The managed code marshals the string as a BSTR and frees the memory when it is no longer required.

When calling the export from unmanaged code, the BSTR should be freed, and a failure to do so creates a memory leak.

Returning a char *

Marshalling a char * return value is more difficult for the simple reason that the .NET application has no idea how the memory was allocated, and hence it does not know how to free it. The safe approach is to treat the return char * as a pointer to a memory location. The .NET application will not try to free the memory. This of course has the potential for memory leaks if the managed code allocated the string on the heap.

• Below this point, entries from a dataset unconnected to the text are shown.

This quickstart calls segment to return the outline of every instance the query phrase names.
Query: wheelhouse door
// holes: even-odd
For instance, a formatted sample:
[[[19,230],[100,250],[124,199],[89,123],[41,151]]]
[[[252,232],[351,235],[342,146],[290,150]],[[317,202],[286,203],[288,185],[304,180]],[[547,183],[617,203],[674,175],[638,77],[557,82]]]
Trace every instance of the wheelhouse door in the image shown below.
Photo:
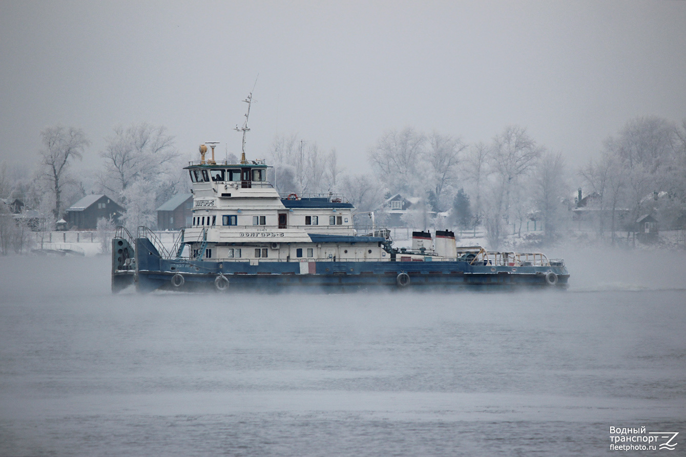
[[[249,189],[252,186],[250,185],[250,168],[241,168],[241,187],[244,189]]]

The following C++ export returns a version string defined as a string literal:

C++
extern char * __stdcall GetVersionCharPtr()
{
    return "Version 3.1.2";
}

The corresponding .DEF file is as follows:

LIBRARY

EXPORTS
    GetVersionCharPtr

The export is imported into the .NET application as follows:

C#
namespace DemoApp.Model
{
    static class ImportLibrary
    {
        const String DLL_LOCATION = "DemoLibrary.dll";

        [DllImport(DLL_LOCATION, CharSet = CharSet.Ansi, 
         CallingConvention = CallingConvention.StdCall)]
        public static extern IntPtr GetVersionCharPtr();
    }
}

The managed code invokes the imported function as follows:

C++
IntPtr intPtr = Model.ImportLibrary.GetVersionCharPtr();
string version = System.Runtime.InteropServices.Marshal.PtrToStringAnsi(intPtr);

Passing a String as a BSTR Parameter

It is very easy to pass a string as a parameter using the BSTR type.

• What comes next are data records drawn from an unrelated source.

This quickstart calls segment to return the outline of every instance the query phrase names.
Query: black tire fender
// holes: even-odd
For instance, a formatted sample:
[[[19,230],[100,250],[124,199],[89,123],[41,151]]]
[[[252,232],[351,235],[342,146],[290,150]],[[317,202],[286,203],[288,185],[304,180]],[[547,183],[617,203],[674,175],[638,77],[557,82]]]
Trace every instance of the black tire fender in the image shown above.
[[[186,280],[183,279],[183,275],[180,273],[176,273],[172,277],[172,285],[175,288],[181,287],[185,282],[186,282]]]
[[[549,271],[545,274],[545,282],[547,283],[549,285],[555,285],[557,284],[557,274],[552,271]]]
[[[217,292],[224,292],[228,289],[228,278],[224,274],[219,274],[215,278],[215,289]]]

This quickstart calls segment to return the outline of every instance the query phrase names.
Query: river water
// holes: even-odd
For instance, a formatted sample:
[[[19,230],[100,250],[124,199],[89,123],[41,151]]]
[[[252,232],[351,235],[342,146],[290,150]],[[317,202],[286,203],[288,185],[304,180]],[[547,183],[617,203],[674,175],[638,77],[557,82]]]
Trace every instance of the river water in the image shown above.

The following C++ export takes a BSTR parameter:

C++
extern void __stdcall SetVersionBSTR(BSTR version)
{
    // Do something here .. 
}

The unmanaged code should not free the BSTR.

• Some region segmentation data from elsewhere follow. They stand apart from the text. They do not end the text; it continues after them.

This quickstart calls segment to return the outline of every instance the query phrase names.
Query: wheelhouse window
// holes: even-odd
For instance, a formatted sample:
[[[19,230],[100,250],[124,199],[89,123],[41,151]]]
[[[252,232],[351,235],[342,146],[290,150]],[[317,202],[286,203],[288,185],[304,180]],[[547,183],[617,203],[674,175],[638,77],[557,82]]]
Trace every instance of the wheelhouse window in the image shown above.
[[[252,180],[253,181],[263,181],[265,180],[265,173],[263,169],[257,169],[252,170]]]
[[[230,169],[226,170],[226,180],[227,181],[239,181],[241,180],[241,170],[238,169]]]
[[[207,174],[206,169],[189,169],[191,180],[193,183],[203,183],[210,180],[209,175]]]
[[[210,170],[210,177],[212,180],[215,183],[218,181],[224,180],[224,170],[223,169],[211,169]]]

The .DEF file is as follows:

LIBRARY

EXPORTS
    SetVersionBSTR

This function is imported into a C# application as follows:

C#
namespace DemoApp.Model
{
    static class ImportLibrary 
    { 
        const String DLL_LOCATION = "DemoLibrary.dll"; 
        [DllImport(DLL_LOCATION, CharSet = CharSet.Ansi, 
                   CallingConvention = CallingConvention.StdCall)] 
        public static extern void SetVersionBSTR
               ([MarshalAs(UnmanagedType.BSTR) string version); 
    } 
}

The managed code invokes the imported function as follows:

C#
Model.ImportLibrary.SetVersionBSTR("Version 1.0.0);

Passing a String as a char * Parameter

The following C++ export takes a char * parameter:

C++
extern void __stdcall SetVersionCharPtr(char *version)
{
    // Do something here .. 
}

The .DEF file is as follows:

LIBRARY

EXPORTS
    SetVersionCharPtr

This function is imported into a C# application as follows:

C#
namespace DemoApp.Model
{
    static class ImportLibrary 
    { 
        const String DLL_LOCATION = "DemoLibrary.dll"; 
        [DllImport(DLL_LOCATION, CharSet = CharSet.Ansi, 
                   CallingConvention = CallingConvention.StdCall)] 
        public static extern void SetVersionCharPtr
               ([MarshalAs(UnmanagedType.LPStr) string version); 
    } 
}

The managed code invokes the imported function as follows:

C#
Model.ImportLibrary.SetVersionCharPtr("Version 1.0.0);

Returning a String with a BSTR * Parameter

An unmanaged C++ DLL can return a string to the caller using a BSTR * parameter. The DLL allocates the BSTR, and the caller frees it.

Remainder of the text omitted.